The key advantage of wrapping selection in a pipeline is that feature selection happens inside cross-validation folds. If you select features on the full dataset and then cross-validate, you leak information from the validation set into the selection step. The pipeline approach avoids this entirely.

Common Errors and Fixes

ValueError: Input contains NaN – Feature selection methods do not handle missing values. Impute or drop NaN rows before fitting. Add SimpleImputer as the first step in your pipeline.

SelectKBest with k larger than the number of features – If you set k=50 but your dataset has 30 features, scikit-learn raises an error. Either set k="all" or make sure k does not exceed X.shape[1].
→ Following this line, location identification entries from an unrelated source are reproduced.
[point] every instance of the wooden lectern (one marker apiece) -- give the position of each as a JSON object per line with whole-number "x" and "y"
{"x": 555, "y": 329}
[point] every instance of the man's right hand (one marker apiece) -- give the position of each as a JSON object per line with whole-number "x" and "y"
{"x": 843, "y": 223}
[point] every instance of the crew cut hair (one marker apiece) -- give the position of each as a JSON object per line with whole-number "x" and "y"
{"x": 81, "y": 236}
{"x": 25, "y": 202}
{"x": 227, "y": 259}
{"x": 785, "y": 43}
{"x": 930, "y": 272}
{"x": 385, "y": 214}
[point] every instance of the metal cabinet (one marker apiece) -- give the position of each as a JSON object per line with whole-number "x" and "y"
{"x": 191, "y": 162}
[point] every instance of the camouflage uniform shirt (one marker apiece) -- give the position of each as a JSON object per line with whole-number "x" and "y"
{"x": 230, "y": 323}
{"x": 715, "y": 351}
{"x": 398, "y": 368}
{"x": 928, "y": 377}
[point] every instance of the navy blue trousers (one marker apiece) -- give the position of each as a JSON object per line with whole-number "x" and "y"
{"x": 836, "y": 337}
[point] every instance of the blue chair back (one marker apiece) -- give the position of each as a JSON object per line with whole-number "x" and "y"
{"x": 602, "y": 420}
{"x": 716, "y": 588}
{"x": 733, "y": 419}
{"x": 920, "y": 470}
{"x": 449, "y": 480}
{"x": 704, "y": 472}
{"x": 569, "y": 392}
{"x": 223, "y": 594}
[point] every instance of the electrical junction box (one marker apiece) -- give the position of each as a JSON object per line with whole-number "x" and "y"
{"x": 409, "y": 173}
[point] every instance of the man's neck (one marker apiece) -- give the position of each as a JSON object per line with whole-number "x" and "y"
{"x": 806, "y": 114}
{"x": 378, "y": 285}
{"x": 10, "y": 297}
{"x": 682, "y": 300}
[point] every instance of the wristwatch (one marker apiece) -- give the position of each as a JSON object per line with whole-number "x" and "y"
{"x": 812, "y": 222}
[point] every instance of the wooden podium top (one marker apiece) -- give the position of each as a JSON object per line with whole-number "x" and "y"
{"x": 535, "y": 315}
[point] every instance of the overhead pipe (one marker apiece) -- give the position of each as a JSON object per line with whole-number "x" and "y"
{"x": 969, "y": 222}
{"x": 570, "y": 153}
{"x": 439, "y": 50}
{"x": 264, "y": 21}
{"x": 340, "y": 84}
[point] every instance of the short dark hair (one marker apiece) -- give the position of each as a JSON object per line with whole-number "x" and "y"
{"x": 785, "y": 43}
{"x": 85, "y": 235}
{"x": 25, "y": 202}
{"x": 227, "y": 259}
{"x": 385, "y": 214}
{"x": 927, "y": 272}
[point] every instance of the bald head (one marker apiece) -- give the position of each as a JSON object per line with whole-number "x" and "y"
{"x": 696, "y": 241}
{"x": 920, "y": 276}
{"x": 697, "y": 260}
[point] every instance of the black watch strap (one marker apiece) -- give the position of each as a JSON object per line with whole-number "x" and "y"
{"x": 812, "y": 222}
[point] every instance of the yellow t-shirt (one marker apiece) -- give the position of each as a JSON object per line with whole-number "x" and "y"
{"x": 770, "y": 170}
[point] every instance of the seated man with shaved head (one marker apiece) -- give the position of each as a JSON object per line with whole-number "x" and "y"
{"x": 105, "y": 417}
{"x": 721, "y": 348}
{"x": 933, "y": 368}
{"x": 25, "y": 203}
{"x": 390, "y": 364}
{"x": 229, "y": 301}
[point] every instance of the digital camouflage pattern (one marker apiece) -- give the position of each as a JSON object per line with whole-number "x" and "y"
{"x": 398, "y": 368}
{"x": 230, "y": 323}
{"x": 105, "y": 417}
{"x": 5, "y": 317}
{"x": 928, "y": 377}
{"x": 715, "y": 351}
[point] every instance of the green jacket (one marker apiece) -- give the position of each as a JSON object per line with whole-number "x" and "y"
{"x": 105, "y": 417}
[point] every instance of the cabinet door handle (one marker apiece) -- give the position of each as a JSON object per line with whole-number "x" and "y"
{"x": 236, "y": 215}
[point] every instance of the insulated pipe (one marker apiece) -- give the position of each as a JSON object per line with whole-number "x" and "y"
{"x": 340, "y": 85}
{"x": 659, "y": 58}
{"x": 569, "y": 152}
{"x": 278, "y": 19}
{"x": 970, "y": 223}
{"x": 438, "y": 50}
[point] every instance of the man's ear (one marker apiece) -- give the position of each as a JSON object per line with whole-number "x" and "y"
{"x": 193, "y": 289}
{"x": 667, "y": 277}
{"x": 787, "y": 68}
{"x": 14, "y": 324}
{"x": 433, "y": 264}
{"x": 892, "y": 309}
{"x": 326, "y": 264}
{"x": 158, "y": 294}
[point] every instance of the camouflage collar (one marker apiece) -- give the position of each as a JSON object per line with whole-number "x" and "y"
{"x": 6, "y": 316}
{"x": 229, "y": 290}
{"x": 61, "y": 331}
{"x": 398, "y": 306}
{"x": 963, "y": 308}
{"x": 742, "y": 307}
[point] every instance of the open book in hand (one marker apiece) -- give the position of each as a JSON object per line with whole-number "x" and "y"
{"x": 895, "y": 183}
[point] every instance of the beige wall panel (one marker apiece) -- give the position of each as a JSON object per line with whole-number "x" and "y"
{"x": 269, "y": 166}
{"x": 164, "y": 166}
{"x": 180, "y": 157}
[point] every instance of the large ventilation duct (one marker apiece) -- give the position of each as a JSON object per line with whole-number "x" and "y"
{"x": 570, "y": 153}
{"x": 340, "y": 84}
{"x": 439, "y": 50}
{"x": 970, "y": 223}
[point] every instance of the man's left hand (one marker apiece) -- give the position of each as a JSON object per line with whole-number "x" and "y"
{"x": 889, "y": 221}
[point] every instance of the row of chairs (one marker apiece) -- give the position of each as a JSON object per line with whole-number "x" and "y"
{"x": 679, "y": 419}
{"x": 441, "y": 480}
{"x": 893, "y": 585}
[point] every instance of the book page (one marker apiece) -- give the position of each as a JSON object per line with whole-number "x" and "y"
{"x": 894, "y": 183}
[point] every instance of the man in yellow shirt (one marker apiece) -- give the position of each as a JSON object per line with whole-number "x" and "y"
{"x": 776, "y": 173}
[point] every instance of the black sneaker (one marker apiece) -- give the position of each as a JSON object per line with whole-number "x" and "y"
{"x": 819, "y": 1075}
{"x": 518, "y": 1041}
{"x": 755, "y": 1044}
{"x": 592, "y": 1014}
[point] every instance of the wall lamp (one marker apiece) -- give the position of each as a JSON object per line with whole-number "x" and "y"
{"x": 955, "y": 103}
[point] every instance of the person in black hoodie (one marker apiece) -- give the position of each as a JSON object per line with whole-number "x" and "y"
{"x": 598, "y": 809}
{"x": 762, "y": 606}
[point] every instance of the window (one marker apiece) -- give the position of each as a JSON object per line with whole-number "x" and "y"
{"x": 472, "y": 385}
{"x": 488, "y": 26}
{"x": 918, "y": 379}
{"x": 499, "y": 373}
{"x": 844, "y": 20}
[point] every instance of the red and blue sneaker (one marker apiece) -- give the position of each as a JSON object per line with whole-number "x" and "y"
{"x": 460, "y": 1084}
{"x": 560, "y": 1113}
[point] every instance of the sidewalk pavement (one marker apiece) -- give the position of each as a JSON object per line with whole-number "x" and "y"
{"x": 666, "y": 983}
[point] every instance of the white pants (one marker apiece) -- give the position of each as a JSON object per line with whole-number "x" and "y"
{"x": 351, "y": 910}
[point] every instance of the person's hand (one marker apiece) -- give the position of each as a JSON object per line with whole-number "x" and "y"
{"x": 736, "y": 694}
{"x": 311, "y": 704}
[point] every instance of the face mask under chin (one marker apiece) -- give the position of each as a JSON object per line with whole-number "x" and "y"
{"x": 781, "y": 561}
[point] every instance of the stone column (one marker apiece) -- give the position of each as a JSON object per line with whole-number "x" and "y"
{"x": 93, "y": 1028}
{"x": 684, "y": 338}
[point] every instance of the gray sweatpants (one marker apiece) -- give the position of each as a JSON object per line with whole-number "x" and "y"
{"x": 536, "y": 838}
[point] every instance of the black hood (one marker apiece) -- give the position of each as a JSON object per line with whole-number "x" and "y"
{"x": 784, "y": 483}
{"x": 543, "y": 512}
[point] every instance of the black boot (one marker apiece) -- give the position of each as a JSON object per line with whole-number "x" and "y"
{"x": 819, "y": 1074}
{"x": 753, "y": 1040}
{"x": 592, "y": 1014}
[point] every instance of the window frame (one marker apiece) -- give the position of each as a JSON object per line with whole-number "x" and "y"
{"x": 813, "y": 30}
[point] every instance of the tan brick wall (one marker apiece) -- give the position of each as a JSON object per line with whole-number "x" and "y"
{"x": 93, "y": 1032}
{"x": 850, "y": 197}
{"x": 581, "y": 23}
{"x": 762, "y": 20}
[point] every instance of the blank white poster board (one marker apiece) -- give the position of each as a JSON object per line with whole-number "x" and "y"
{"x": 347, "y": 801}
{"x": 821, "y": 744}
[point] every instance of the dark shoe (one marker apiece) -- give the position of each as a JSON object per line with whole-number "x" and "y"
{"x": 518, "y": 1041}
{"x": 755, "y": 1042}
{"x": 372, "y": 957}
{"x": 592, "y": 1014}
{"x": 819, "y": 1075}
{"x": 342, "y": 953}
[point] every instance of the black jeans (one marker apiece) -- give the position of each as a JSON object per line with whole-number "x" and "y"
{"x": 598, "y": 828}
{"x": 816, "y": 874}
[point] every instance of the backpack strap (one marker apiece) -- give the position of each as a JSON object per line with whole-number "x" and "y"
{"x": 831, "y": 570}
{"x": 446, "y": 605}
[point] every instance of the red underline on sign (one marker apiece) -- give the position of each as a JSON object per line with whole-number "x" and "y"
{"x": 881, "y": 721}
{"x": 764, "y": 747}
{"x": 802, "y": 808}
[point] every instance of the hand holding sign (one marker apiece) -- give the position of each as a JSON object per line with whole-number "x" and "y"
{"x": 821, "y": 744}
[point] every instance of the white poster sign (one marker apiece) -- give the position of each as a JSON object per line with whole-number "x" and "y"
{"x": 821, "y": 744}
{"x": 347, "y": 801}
Permutation importance is slow on large datasets – Reduce n_repeats from 30 to 10. Subsample the evaluation set with max_samples=0.5 to cut the computation in half:

1
2
3
perm_result = permutation_importance(
    rf, X_test, y_test, n_repeats=10, random_state=42, n_jobs=-1, max_samples=0.5
)

Tree-based importance shows random features as important – This is the cardinality bias mentioned earlier. Always validate with permutation importance. Add a random noise column to your data as a baseline. Any real feature that scores below the noise column should be dropped.

RFECV takes forever – Increase the step parameter. Setting step=5 removes 5 features per iteration instead of 1. For datasets with thousands of features, start with a filter method like SelectKBest to narrow down to 100-200 candidates, then run RFECV on the reduced set.

SelectFromModel with threshold="median" keeps too many or too few features – Try setting an explicit threshold like threshold="1.25*mean" or a float value. You can also use max_features to set a hard cap on the number of selected features.